Największą zaletą Remy'ego w tym meczu było jego szukanie piłki, schodzenie do skrzydeł, problem w tym, że gdy już ją otrzymał, nie przekładało się to na realny zysk w ofensywie. Ciężko oprzeć się wrażeniu, że gdyby Diego Costa grał w tym meczu, Chelsea pewnie cieszyłaby się z ośmiu punktów przewagi w tabeli. Napastnik reprezentacji Hiszpanii dawał drużynie atuty, których ciężko się spodziewać ze strony Remy'ego. Costa w jesiennym meczu z Manchesterem City (również 1-1) pracował, dosłownie, na całym boisku, a we własnym polu karnym pięciokrotnie ratował skórę obrońcom, przechwytując lub wybijając piłkę. Remy na własnej połowie wygrał tylko jeden pojedynek główkowy, tuż przed linią środkową, na skrzydle, więc z tyłu był praktycznie zbędny. Znając mentalność Jose Mourinho Remy, nawet mimo strzelenia gola, mógł być jednym z piłkarzy, do których trener, bo choć oczywiście miał swoje zadania w ofensywie, to ciężko oprzeć się wrażeniu, że mógł dać z siebie więcej.

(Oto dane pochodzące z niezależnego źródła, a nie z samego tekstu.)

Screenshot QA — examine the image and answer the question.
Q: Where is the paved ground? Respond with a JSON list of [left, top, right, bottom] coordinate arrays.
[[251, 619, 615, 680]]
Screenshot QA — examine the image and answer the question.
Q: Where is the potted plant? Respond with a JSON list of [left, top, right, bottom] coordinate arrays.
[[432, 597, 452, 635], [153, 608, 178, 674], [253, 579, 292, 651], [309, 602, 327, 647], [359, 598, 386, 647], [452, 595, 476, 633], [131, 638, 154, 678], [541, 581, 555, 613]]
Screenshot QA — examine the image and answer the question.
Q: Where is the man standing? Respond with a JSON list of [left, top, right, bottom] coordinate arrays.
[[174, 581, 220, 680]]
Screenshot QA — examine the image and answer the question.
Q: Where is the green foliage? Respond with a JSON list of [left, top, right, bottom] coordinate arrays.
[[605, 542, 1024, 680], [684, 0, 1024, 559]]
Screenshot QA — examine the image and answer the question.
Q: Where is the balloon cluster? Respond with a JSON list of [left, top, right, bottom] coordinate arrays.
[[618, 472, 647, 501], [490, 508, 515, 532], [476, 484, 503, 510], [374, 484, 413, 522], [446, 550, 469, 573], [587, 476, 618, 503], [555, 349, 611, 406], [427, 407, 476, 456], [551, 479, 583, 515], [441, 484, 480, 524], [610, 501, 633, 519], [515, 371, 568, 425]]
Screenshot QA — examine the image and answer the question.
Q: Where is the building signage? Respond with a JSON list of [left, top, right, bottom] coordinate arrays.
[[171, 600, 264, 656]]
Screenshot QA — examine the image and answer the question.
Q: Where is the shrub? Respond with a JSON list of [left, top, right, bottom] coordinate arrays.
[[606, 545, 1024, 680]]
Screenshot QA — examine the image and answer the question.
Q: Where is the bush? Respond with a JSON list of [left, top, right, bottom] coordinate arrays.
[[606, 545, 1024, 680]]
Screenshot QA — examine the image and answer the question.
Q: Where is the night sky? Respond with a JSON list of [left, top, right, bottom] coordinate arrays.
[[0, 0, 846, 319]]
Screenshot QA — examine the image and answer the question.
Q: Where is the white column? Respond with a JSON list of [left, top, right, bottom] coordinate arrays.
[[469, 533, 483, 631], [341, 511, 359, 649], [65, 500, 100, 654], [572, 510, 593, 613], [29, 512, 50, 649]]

Powrót Costy - tego bramkostrzelnego, niedepczącego po kostkach rywali - jest więc dla Mourinho podobnie istotny, jak dla Pellegriniego skuteczny Aguero. Choć tytułów nigdy nie wygrywa się jednym zawodnikiem, to dyspozycja Costy i Aguero może być w kontekście finalnych rozstrzygnięć absolutnie kluczowa. Choć z remisu bardziej zadowoleni są piłkarze Chelsea, to Manuel Pellegrini wie, że gdyby pozwolił w sobotę Chelsea na wygraną, to odrobienie ośmiu punktów straty do tak grającej Chelsea byłoby bardzo, bardzo trudne. Jednak jeśli Aguero zacznie grać jak w końcówce poprzedniego sezonu, to "The Blues" do końca mogą być zmuszeni do gry na najwyższych obrotach w każdym meczu ligowym. Dzisiejsza ławka rezerwowych zespołu Mourinho pokazała, że jedno zawieszenie i nawet niewielka liczba urazów sprawiają, że głębia składu w Chelsea pozostawia wiele do życzenia, a to może mieć poważne konsekwencje w momencie, gdy dochodzić będzie do ostatecznych rozstrzygnięć nie tylko w Premier League, ale też w Lidze Mistrzów.